Space Exploration Technologies, better known simply as SpaceX, became a publicly traded company on Friday nearly a quarter of a century after it was founded.
The company began trading on the Nasdaq exchange in New York City at $135 a share, valuing SpaceX at nearly $1.8 trillion. By the end of the trading day the company’s shares were selling at $160.95, a respectable increase of more than 19 percent.
On paper, SpaceX founder Elon Musk became the world’s first trillionaire, with his personal stake in the company valued at more than $700 billion. Because of the company’s stock options plan, thousands of current and former employees became overnight millionaires. Employees at SpaceX have worked remarkably hard over the last 24 years, and now they will be richly compensated for having done so.
SpaceX now stands as one of a handful of the most valuable companies in the world. Should it be? There is broad disagreement about whether SpaceX is fool’s gold with its sky-high valuation, or represents a valuable opportunity to finally own a piece of a dominant space company that could some day command the business of data centers in orbit.
SpaceX is now largely an AI company
One thing is clear: SpaceX is now subject to significant public disclosures, and it will conduct much more of its business in the public eye. Although Musk retains complete autonomy in terms of ownership and voting rights, he will now be beholden to shareholders in a very important way: the price of his company’s stock.
Most shareholders bought SpaceX stock today not to be part of a the company’s long-term plans to settle Mars, or to help NASA land humans on the Moon. Certainly, some space enthusiasts did. However, most people invest in stocks to make money.
As SpaceX made clear in its S-1 document filed in May, however, the company’s value does not lie in its “space-enabled solutions” or its Starlink internet constellation. As part of its “total addressable market,” the company views these as comprising less than 7 percent of its value.
Rather, Musk and SpaceX see the majority of its value in providing AI services, mostly from space, and primarily for enterprise applications. If investors agree that’s where the vast majority of the company’s profit lies, it is where they will want to see SpaceX put its time and resources.
So as of today, SpaceX is owned by investors who largely want to see it make money; to reach its enormous valuation, it must make that money through orbital data centers. This is a sobering thought for NASA, which was the company’s most important backer during its early years when bankruptcy was never too far away.

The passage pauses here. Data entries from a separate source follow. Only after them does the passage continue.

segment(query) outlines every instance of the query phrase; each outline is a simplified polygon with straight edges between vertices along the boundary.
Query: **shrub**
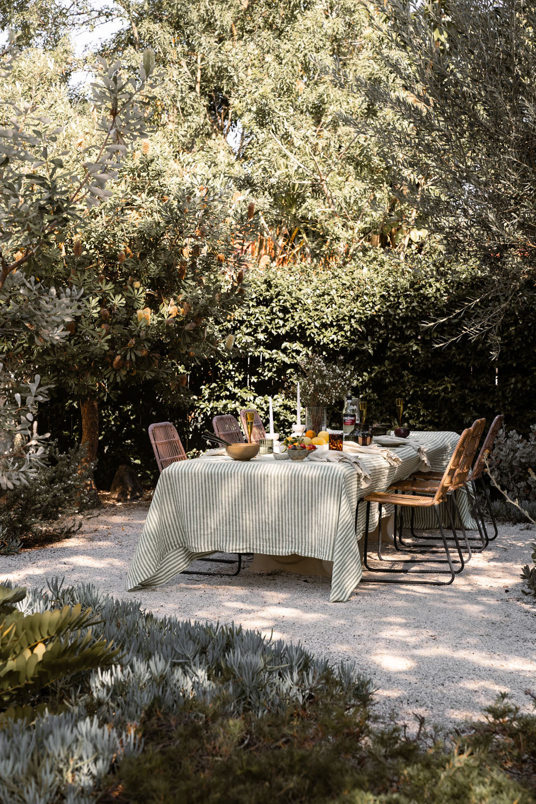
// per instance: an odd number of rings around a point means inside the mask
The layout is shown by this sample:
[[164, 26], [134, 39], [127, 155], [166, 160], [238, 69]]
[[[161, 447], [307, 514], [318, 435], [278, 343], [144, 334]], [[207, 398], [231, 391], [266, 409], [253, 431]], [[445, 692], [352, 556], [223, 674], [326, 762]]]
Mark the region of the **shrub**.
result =
[[500, 433], [489, 457], [493, 478], [513, 499], [536, 502], [536, 425], [526, 437], [516, 430]]
[[[17, 604], [27, 617], [79, 605], [99, 612], [94, 638], [121, 654], [112, 667], [58, 678], [36, 694], [35, 706], [55, 714], [39, 711], [33, 722], [4, 724], [0, 804], [88, 802], [115, 762], [140, 754], [140, 724], [158, 716], [184, 722], [193, 733], [206, 724], [211, 733], [221, 727], [222, 743], [230, 730], [239, 745], [243, 718], [266, 728], [290, 712], [306, 721], [323, 699], [332, 711], [344, 702], [356, 722], [366, 720], [370, 683], [348, 666], [330, 668], [300, 645], [239, 627], [158, 619], [136, 601], [57, 580]], [[0, 661], [0, 677], [2, 670]]]
[[89, 504], [87, 490], [92, 467], [82, 463], [83, 454], [80, 449], [62, 454], [51, 444], [47, 466], [37, 470], [27, 486], [16, 486], [3, 494], [0, 553], [65, 539], [80, 529], [81, 522], [68, 515]]
[[532, 559], [534, 566], [530, 567], [528, 564], [526, 564], [522, 569], [521, 576], [529, 590], [528, 592], [525, 592], [525, 594], [533, 595], [536, 597], [536, 544], [534, 542], [533, 542], [532, 547], [534, 549], [530, 558]]

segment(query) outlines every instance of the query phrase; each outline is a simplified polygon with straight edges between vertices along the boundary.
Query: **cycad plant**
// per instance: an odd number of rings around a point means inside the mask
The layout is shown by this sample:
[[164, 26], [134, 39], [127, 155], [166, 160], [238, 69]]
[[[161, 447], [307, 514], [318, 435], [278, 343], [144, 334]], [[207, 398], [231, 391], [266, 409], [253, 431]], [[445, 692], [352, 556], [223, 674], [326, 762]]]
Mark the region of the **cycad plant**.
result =
[[0, 723], [31, 716], [44, 687], [113, 664], [120, 653], [93, 637], [92, 609], [77, 604], [25, 615], [17, 608], [25, 597], [21, 587], [0, 586]]

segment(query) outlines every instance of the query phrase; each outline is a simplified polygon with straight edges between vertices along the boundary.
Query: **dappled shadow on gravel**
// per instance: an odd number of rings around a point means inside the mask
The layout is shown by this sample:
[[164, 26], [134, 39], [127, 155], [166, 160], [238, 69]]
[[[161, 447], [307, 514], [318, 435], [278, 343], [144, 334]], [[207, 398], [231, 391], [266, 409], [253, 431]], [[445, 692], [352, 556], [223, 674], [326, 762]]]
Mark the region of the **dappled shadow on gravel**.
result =
[[361, 585], [348, 602], [329, 603], [329, 578], [253, 573], [246, 560], [238, 577], [179, 576], [131, 595], [125, 576], [148, 507], [107, 505], [72, 539], [0, 556], [0, 579], [42, 585], [58, 575], [136, 597], [158, 615], [234, 621], [301, 641], [333, 662], [354, 661], [373, 679], [378, 712], [395, 710], [399, 721], [420, 715], [452, 728], [501, 691], [528, 706], [524, 691], [536, 688], [536, 605], [522, 593], [519, 574], [534, 531], [501, 526], [497, 542], [448, 587]]

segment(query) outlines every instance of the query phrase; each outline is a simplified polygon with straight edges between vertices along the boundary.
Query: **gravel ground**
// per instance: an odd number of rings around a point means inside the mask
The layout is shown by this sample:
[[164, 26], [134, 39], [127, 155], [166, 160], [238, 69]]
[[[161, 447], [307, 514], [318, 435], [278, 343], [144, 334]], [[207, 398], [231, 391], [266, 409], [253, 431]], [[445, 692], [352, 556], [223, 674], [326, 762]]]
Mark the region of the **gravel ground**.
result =
[[[125, 576], [148, 503], [106, 506], [73, 538], [0, 556], [0, 579], [43, 585], [54, 575], [129, 597]], [[156, 614], [239, 623], [301, 641], [333, 662], [353, 660], [373, 679], [382, 715], [413, 730], [415, 715], [451, 729], [501, 691], [528, 708], [536, 690], [536, 604], [522, 593], [531, 527], [502, 525], [496, 542], [448, 587], [361, 585], [329, 603], [329, 579], [288, 572], [235, 578], [177, 576], [135, 593]]]

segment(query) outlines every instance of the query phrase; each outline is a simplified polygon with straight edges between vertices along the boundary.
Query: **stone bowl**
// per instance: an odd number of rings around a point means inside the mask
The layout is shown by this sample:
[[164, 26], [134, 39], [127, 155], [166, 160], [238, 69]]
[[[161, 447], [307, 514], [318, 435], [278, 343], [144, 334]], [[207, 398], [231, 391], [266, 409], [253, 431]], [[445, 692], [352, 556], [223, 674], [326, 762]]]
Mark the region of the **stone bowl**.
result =
[[259, 453], [258, 444], [230, 444], [225, 448], [229, 457], [235, 461], [251, 461]]
[[288, 449], [287, 455], [291, 461], [303, 461], [312, 452], [314, 452], [314, 449]]
[[397, 438], [407, 438], [411, 433], [409, 427], [396, 427], [395, 428], [395, 435]]

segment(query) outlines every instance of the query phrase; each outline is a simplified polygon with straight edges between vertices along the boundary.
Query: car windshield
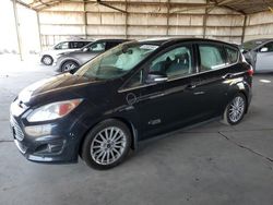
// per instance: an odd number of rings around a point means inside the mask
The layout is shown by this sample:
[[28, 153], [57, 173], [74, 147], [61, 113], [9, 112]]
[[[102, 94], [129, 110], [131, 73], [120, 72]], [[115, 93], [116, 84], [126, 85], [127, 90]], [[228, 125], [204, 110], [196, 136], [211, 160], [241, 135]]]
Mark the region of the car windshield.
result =
[[265, 40], [250, 40], [250, 41], [246, 41], [242, 45], [240, 45], [240, 49], [245, 50], [245, 51], [249, 51], [252, 50], [253, 48], [256, 48], [257, 46], [263, 44]]
[[124, 43], [94, 58], [74, 74], [98, 80], [120, 77], [157, 48], [144, 43]]

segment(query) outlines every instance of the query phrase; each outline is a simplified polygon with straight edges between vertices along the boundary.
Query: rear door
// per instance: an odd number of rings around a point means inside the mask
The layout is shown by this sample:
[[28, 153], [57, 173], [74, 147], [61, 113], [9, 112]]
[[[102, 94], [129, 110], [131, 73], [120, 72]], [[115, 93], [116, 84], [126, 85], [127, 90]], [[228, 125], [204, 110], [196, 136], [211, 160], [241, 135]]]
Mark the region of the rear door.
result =
[[256, 70], [273, 71], [273, 41], [266, 43], [257, 53]]
[[[226, 105], [229, 87], [227, 81], [236, 72], [238, 50], [216, 43], [199, 43], [197, 48], [200, 74], [193, 94], [199, 101], [197, 107], [199, 118], [205, 120], [221, 114]], [[228, 52], [230, 60], [227, 58]]]

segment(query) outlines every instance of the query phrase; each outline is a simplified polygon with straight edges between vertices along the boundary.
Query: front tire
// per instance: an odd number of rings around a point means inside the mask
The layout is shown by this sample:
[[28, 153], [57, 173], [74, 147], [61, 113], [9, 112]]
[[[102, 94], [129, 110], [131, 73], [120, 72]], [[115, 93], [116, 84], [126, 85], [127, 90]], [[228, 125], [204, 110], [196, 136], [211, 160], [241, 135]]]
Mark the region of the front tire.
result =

Even a decade ago, a majority of the value of SpaceX’s contracts were coming from NASA and other US government entities. Since then, however, revenues from Starlink have begun to significantly outstrip NASA’s contracts, and this will likely become even more true in the future.
How much of a priority is Artemis?
NASA relies on SpaceX for so much right now: flying its astronauts and most important science payloads into space, and playing an important part in the Artemis campaign. But the $2.9 billion contract NASA signed with SpaceX in 2021 to build a Human Landing System for the Moon program is now regularly dwarfed by the AI compute contracts SpaceX is signing with companies like Anthropic and Google, which are worth tens of billions of dollars.
For SpaceX, the money (at least in the near term) is in AI—it is not in NASA government contracts. Yet NASA is desperate for SpaceX to begin delivering on critical milestones for the Artemis Program in the coming months and develop the capacity to land humans on the Moon.
Key to all of the work for NASA is the massive Starship rocket, and how SpaceX will prioritize its further development. The large rocket appears to be close to reaching operational status, with the ability to put about 100 metric tons into low-Earth orbit. Assuming that happens in the coming months, how will SpaceX use its Starship launches? Will it spend its energies on preparing and launching a critical refueling demonstration in orbit, which will require back-to-back Starship launches? Will it fill up a lander prototype next year, which will mean a dozen or more tanker flights simply to enable an uncrewed lunar landing test for NASA?
Or will the company focus on putting profit-making Starlink satellites into orbit, followed by critical tests of data center satellites? In short, will it follow the money?
It’s a valid question, because investors will be watching closely.